From The Nelson Evening Mail, , comes this remarkable letter that, with the updating of a few details, would look good in tomorrow’s daily:
Taxation — Speaking Out.
The following letter is copied from an English journal, and is addressed to
Mr. Lowe, Chancellor of the Exchequer, by Mr.
St. Swithin Williams, a
tradesman at Oxford.
Sir — It is my deliberate intention not to pay the income-tax. In a humble
way I shall do what Hampden did about the ship-money; I shall take care not
to break your laws, but within the limits of your laws I shall withstand you
to the utmost.
I refuse to pay your demand for the same reason that I should resist the
demands of a highwayman or a burglar. Archbishop Whateley reminds us that it
is only so far forth as the taxation of a country is a fair charge for the
services rendered by the Government that taxation differs from avowed robbery.
Now, is forty-three millions a year a fair charge for the services rendered
to us by the tax-consumers? Everyone knows that all the real good you do for
us could be done for very much less than forty-three millions a year. This
is admitted by every minister when out of office. My own conviction is that
twenty millions a year of your taxation is unnecessary: to that extent your
taxation is robbery.
In return for shameless taxation you fail to perform the first duties of a
Government. So ignorant are you of the art of war, that ten thousand British
soldiers, when led by you, are no match for a handful of Maori barbarians.
You cannot even tether our troop horses. Our seamen you run aground and
drown. Hundreds of thousands of labor’s hard earnings you fling into the
waves at Alderney; but our commercial ports, on whose safety our food
depends, you leave, with sinister designs, open to bombardment. Your
miserable allowance to witnesses and prosecutors in courts of justice compels
policemen and all prudent men to shut their eyes when crime is committed.
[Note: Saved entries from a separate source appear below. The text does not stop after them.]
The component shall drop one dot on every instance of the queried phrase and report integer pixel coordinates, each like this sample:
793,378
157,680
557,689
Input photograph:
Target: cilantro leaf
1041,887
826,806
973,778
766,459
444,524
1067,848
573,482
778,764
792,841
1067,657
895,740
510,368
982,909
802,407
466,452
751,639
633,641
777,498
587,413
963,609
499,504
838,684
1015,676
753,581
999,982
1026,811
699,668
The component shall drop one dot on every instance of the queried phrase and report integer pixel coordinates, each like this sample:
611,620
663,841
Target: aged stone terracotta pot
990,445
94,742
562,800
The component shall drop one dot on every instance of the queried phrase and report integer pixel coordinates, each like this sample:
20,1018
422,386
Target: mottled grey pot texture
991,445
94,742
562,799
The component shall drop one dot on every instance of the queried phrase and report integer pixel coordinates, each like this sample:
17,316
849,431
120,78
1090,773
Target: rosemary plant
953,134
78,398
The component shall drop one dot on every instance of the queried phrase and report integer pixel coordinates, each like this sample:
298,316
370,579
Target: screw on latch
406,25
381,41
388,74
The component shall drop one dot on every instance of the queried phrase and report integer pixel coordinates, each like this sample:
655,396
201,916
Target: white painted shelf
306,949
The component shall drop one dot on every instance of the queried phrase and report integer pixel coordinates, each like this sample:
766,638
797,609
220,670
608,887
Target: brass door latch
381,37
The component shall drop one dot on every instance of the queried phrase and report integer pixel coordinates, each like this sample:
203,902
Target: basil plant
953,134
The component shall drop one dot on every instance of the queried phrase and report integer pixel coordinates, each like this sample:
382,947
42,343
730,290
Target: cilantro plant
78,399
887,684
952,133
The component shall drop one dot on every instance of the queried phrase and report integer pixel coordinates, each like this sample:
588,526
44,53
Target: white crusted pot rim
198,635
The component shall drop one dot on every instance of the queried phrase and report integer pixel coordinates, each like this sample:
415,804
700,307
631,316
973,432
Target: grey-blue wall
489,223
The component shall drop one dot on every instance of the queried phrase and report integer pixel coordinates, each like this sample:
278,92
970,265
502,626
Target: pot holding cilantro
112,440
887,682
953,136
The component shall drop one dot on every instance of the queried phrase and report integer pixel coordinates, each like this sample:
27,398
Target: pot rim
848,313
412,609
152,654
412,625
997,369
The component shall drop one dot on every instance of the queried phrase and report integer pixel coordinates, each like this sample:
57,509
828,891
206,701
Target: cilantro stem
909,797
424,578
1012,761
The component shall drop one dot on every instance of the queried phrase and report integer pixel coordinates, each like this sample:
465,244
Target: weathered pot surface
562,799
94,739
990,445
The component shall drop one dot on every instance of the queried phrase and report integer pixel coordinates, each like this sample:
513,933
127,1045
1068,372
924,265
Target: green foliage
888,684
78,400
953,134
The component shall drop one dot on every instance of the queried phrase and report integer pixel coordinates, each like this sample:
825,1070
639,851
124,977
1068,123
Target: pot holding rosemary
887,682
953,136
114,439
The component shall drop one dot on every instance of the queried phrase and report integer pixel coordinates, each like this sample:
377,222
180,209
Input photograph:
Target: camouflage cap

In
order to check the growing wealth and power of the industrial and commercial
classes, you contrive insolvency and bankruptcy laws which enable the
extravagant and dishonest to defraud the industrious and thrifty of thousands
of millions.
It is not because it is the income-tax that I refuse to pay you. I wish that
I could raise the issue on some tax still more iniquitous; such as the
millions you snatch from poor people’s necessaries — their tea or sugar. As I
neither import nor make taxed articles, I can challenge you only on a direct
tax.
Nor do I wish to shirk my duties as a citizen; quite the contrary. When the
Crimean war had proved to us the imbecility of your standing armaments, I
was one of the first to become a volunteer — a volunteer in earnest. If I
save this income-tax from your clutches I shall offer it as a donation to
societies for promoting political reform — the Financial Reform Association,
&c.
Your fallacy, that if I pay you less some one else must pay you more,
deceives no one who understands your expenditure — you just squander all that
you can lay your hands on. True, you apply a little now and then to a sham
reduction of the national debt; but you run us into debt again the first
opportunity; so that our national debt is about as much to-day as it was
forty years ago. Could you rob us of another ten millions a year you would
govern us no better; you dare not rule us worse if we saved twenty millions a
year from your bottomless pit.
Until members, who are or have been tax-consumers, or whose fathers or sons
or sons-in-law are tax-consumers, are excluded from voting on questions of
taxation, it is absurd to look to Parliament for a reduction of taxation. For
you make it the interest (pecuniary or social) of a majority in both Houses
to increase the expenditure.
A national refusal to pay unnecessary taxation is our only remedy; and it is
a sure one. You tried to tax our American brethren against their will, and
you failed. The Irish peasantry got rid of your church cess and your tenants’
tithes by dogged non-payment. A few dissenters steadfastly refused to pay
your church-rates, and church-rates had to be abolished. You can rob us of
our chairs and tables, but they will be of no use to you if we will not buy
them of you.
In the hope that others may be induced to follow my example, I shall publish
this letter.
Notice how conscious the author was of the history of tax resistance in the British empire. He mentions John Hampden, the American revolutionaries, the anti-tithe movement in Ireland, and the tax resistance by Christian nonconformists. There was a time when examples like these fixed themselves in the public mind and became historical landmarks of common reference. Today, hereabouts, semi-confused references to the Boston Tea Party are about all we can hope to find common ground on.